But the net is that they all come to bear around ensuring that either
failure doesn't happen, or the system doesn't go into sub-optimal
mode, or in some cases, that the proper configuration is done so
things that can essentially be root causes for problems down the road
don't occur. Or if problems do occur, that they are mitigated in a way
that keeps the whole application from coming down. So there is no one
silver bullet technology -- it is a combination of things we are
working on.
We talk about self-management in four categories because they relate
very closely to how customers think about maintaining and managing
their IT systems:
Self-configuration addresses a huge
problem, which is in the tuning and setting of the configuration of
all these pieces of IT infrastructure that need to work together to
make a system work optimally. In other words, it's not just about the
Web site not coming up; it's about getting responses back to you, and
having a reasonable response time.
Self-healing is
being able to do better problem determination,
autonomic root cause analysis, and then ultimately self-healing.
Self-optimization is adapting to changing workloads.

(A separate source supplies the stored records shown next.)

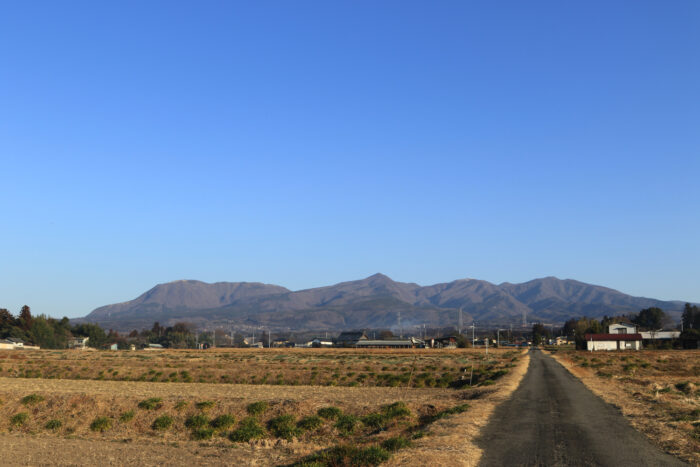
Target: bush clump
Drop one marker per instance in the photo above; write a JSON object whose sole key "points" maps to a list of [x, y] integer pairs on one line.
{"points": [[152, 403], [310, 423], [374, 420], [329, 413], [53, 424], [345, 424], [396, 410], [203, 433], [204, 405], [32, 399], [257, 408], [247, 430], [101, 424], [197, 421], [348, 455], [284, 426], [163, 422], [396, 443], [19, 419], [222, 422]]}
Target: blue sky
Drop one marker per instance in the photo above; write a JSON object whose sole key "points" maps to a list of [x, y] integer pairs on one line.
{"points": [[307, 143]]}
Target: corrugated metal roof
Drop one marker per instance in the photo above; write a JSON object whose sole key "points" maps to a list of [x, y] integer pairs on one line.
{"points": [[613, 337]]}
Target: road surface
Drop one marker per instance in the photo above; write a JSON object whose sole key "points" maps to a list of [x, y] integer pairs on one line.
{"points": [[552, 419]]}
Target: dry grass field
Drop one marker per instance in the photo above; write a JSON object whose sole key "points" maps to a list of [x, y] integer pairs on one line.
{"points": [[265, 407], [658, 391]]}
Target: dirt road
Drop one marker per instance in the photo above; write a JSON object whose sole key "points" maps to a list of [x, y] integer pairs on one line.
{"points": [[552, 419]]}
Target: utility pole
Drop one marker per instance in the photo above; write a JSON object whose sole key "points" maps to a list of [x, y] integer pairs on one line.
{"points": [[460, 325], [473, 326]]}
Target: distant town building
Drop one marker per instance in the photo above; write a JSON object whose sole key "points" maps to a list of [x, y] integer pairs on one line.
{"points": [[620, 341], [350, 338], [79, 343]]}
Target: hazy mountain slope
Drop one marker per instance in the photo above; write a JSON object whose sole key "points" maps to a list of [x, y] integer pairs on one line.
{"points": [[190, 295], [372, 302]]}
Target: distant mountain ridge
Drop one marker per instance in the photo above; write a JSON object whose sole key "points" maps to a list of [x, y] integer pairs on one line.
{"points": [[373, 302]]}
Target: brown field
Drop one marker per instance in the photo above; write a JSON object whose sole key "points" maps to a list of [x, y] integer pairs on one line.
{"points": [[657, 391], [68, 393]]}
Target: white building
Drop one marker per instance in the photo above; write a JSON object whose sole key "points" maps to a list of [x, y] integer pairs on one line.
{"points": [[622, 328], [620, 341]]}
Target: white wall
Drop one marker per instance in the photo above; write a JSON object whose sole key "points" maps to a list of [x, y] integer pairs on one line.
{"points": [[612, 345]]}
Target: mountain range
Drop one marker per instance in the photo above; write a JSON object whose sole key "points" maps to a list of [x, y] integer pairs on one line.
{"points": [[373, 302]]}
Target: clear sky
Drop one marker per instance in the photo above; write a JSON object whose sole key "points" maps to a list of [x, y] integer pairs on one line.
{"points": [[306, 143]]}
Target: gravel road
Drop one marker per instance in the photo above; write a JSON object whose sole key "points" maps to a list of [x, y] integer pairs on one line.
{"points": [[552, 419]]}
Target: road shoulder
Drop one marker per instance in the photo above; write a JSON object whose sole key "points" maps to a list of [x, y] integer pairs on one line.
{"points": [[452, 441], [635, 411]]}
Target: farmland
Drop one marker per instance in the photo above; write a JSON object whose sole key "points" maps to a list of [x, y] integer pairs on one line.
{"points": [[657, 391], [246, 406]]}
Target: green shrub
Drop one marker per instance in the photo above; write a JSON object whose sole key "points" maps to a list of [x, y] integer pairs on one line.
{"points": [[203, 433], [329, 413], [32, 399], [53, 424], [284, 426], [101, 424], [396, 410], [684, 387], [204, 405], [345, 424], [153, 403], [396, 443], [375, 420], [163, 422], [248, 429], [197, 421], [347, 455], [310, 423], [19, 419], [222, 422], [257, 408]]}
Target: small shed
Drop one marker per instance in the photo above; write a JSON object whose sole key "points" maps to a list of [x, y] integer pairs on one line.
{"points": [[613, 342], [350, 338]]}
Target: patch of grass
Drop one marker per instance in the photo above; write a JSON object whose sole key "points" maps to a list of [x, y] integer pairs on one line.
{"points": [[345, 424], [396, 410], [374, 420], [204, 405], [163, 422], [32, 399], [203, 433], [247, 430], [396, 443], [19, 419], [101, 424], [53, 424], [284, 426], [222, 422], [684, 387], [346, 455], [329, 413], [257, 408], [197, 421], [310, 423], [152, 403]]}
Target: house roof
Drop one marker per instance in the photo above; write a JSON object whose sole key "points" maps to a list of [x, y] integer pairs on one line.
{"points": [[351, 336], [614, 337]]}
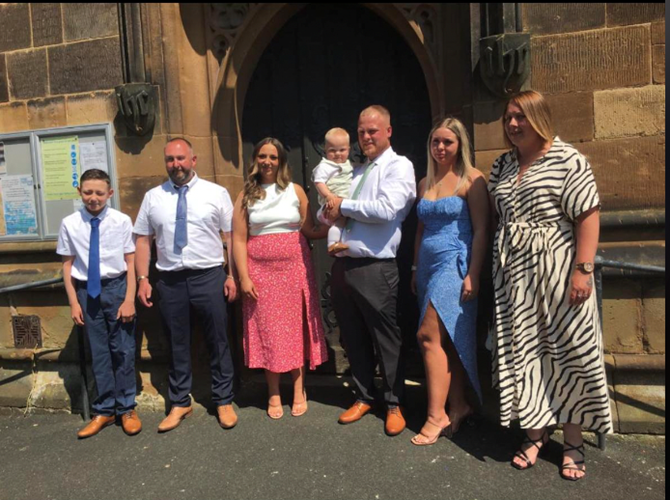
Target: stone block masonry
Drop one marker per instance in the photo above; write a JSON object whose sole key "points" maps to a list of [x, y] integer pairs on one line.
{"points": [[591, 60], [85, 66], [630, 112]]}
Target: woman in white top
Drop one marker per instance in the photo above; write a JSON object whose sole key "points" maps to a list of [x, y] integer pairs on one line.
{"points": [[282, 321]]}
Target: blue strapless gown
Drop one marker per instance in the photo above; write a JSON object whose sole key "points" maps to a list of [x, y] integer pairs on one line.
{"points": [[444, 256]]}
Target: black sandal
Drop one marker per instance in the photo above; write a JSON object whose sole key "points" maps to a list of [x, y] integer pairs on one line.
{"points": [[522, 455], [574, 465]]}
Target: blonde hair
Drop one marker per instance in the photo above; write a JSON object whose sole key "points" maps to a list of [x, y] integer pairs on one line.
{"points": [[252, 186], [336, 132], [537, 111], [463, 166]]}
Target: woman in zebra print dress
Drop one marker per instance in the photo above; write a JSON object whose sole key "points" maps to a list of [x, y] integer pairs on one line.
{"points": [[547, 356]]}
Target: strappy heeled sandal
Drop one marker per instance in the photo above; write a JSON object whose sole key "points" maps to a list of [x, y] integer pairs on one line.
{"points": [[543, 440], [575, 463], [444, 431], [300, 409]]}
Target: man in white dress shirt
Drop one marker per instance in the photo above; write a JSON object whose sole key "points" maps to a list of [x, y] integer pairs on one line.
{"points": [[187, 215], [365, 277]]}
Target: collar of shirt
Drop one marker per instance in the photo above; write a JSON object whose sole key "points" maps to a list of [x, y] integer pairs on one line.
{"points": [[87, 216], [382, 159], [190, 184]]}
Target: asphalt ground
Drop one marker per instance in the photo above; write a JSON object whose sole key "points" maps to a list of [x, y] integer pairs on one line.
{"points": [[310, 457]]}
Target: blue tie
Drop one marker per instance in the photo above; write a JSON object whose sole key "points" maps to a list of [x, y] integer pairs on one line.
{"points": [[94, 286], [180, 234]]}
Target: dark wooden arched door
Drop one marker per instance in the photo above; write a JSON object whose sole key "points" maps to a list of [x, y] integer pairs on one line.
{"points": [[321, 69]]}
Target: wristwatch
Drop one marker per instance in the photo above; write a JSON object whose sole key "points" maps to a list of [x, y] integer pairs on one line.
{"points": [[585, 267]]}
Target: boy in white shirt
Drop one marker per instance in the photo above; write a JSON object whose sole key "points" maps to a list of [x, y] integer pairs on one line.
{"points": [[99, 275], [332, 179]]}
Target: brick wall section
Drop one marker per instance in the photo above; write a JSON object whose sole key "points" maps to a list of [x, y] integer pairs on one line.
{"points": [[55, 54], [602, 69]]}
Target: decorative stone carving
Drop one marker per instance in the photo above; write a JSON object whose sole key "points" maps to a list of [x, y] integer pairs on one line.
{"points": [[137, 105], [505, 62], [225, 21]]}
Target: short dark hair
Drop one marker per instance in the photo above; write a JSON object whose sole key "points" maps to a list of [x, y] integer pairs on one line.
{"points": [[95, 174]]}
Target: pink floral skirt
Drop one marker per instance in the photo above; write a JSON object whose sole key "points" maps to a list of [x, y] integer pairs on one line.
{"points": [[282, 329]]}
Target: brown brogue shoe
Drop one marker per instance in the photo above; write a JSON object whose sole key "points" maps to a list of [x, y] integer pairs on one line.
{"points": [[174, 418], [354, 413], [131, 423], [227, 416], [97, 423], [395, 422]]}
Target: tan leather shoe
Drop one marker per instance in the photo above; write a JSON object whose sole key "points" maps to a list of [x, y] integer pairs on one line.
{"points": [[227, 416], [131, 423], [395, 422], [97, 423], [354, 413], [174, 418]]}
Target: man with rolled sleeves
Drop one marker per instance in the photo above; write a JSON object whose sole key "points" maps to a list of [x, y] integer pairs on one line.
{"points": [[364, 283], [186, 215]]}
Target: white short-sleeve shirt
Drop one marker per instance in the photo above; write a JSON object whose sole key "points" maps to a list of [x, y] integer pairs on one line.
{"points": [[116, 240], [209, 211], [384, 202]]}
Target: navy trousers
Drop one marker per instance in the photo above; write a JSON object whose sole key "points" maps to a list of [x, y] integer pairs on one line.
{"points": [[112, 347], [201, 290]]}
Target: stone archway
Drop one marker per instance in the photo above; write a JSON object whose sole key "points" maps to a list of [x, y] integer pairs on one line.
{"points": [[239, 34]]}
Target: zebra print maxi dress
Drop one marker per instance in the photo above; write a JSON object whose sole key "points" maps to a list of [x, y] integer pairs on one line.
{"points": [[547, 357]]}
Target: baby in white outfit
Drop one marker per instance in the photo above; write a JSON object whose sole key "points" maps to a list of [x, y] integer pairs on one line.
{"points": [[332, 179]]}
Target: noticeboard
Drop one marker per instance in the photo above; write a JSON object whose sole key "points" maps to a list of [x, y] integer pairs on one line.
{"points": [[39, 176]]}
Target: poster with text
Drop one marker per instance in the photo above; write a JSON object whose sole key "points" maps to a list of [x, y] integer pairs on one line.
{"points": [[61, 166], [18, 202]]}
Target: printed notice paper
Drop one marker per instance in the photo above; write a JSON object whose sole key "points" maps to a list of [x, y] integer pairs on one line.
{"points": [[60, 161], [93, 155], [3, 227], [19, 204]]}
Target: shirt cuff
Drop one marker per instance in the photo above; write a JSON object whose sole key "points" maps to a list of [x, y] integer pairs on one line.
{"points": [[347, 207]]}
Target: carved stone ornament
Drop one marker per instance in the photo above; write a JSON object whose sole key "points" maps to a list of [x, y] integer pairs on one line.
{"points": [[505, 62], [137, 105], [225, 21]]}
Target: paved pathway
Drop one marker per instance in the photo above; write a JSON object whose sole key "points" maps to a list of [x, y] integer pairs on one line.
{"points": [[311, 457]]}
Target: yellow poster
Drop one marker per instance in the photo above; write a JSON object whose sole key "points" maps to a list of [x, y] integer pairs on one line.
{"points": [[3, 226], [61, 166]]}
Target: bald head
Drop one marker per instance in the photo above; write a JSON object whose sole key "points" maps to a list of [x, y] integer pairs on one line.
{"points": [[377, 109], [374, 131], [180, 140]]}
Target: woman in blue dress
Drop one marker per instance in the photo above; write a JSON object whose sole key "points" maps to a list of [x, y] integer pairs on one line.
{"points": [[449, 251]]}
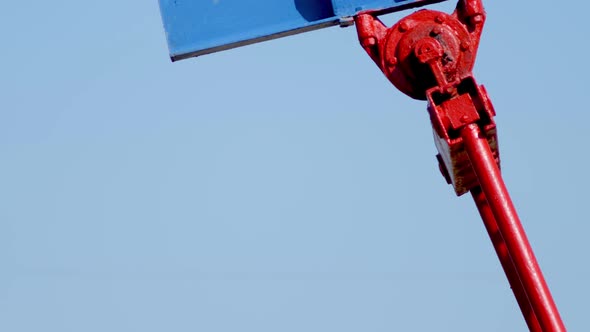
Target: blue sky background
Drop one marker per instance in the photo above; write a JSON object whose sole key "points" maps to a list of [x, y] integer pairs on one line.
{"points": [[284, 186]]}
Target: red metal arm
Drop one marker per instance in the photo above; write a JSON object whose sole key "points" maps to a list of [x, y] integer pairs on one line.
{"points": [[430, 55]]}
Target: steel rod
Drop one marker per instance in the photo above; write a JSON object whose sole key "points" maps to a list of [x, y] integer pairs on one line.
{"points": [[510, 227], [507, 264]]}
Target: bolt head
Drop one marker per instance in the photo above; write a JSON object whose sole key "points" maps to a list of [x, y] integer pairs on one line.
{"points": [[465, 45], [403, 26], [477, 19], [370, 41]]}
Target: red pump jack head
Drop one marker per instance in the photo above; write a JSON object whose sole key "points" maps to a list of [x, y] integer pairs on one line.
{"points": [[429, 55]]}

One cause
of problems in systems today is spiky workloads -- rapid changes in
the amounts of work. You want to be able to have the optimal amount
of resources applied based on the workload, whether it be within one
database, across a farm of databases, or across an entire Web
application. Whatever the workload happens to be, you want to make
sure you have enough resources. But, you also want to make sure you're
not wasting resources, which is, today, the way that people optimize. They do something called overprovisioning. Even if most
of the time it only takes two servers to do a job, but sometimes it
takes 10 servers, they just keep 10 servers online all the time.
Most of the time you're basically wasting eight servers. So
self-optimization is all about making sure you have the right amount
of resources, and no more than you need. Hence "optimal" (laughs).
Self-protecting systems are all about guarding the
infrastructure from external threats, and having better ways to allow systems to detect potential things like viruses, or
denial of service attacks, illegal access, and so on.
dW:
If we take self-protection, and look at things
like firewalls, TCP wrappers, or tripwire, is it possible to say
that these are examples of autonomic elements? Where you can say,
"This is what we need to do for other areas of IT?" Or, do they not
actually fit in with what autonomic computing is all about?
RT:
The question is, "Are security mechanisms today synonymous with
self-protect?"
dW:
Well, are they going down the right road, maybe more than other
examples of things we already have today? For instance, a firewall can
be at least somewhat autonomic?
RT:
Well, I haven't really thought about it that way, but I don't think
so. We have examples of self-managing. I can point to lots
of different technology today, in each of these disciplines, that are
good isolated examples of behaviors we want to make more common across
other components or other applications.
dW:
Maybe it would be better to talk about those than my example.
 | | MVS: Multiple virtual storage. A mainframe operating system. |
|
RT:
OK. The thing to remember about autonomic computing is on one hand,
it's nothing new. On the other hand, it's doing old things in a new
way, so it all depends how you look at it. But if you go to
Poughkeepsie, and you talk about autonomic computing and give
them examples of behaviors that are desirable in an IT environment,
they say, "We invented that 30 years ago in MVS™" -- and that's
true. Those are some of the behaviors we point to, such as the way that z/OS®
has a common model for the logging of events, and so on. If you are
running on z/OS, there are rules by which you do that, such as what you need
to log, and how you need to log events that go on your system. This makes it
really easy to correlate events from across different components of
the application stack, and to do root cause analysis. So problem
determination is not perfect on the z, but there are a lot of
capabilities there that you don't have elsewhere.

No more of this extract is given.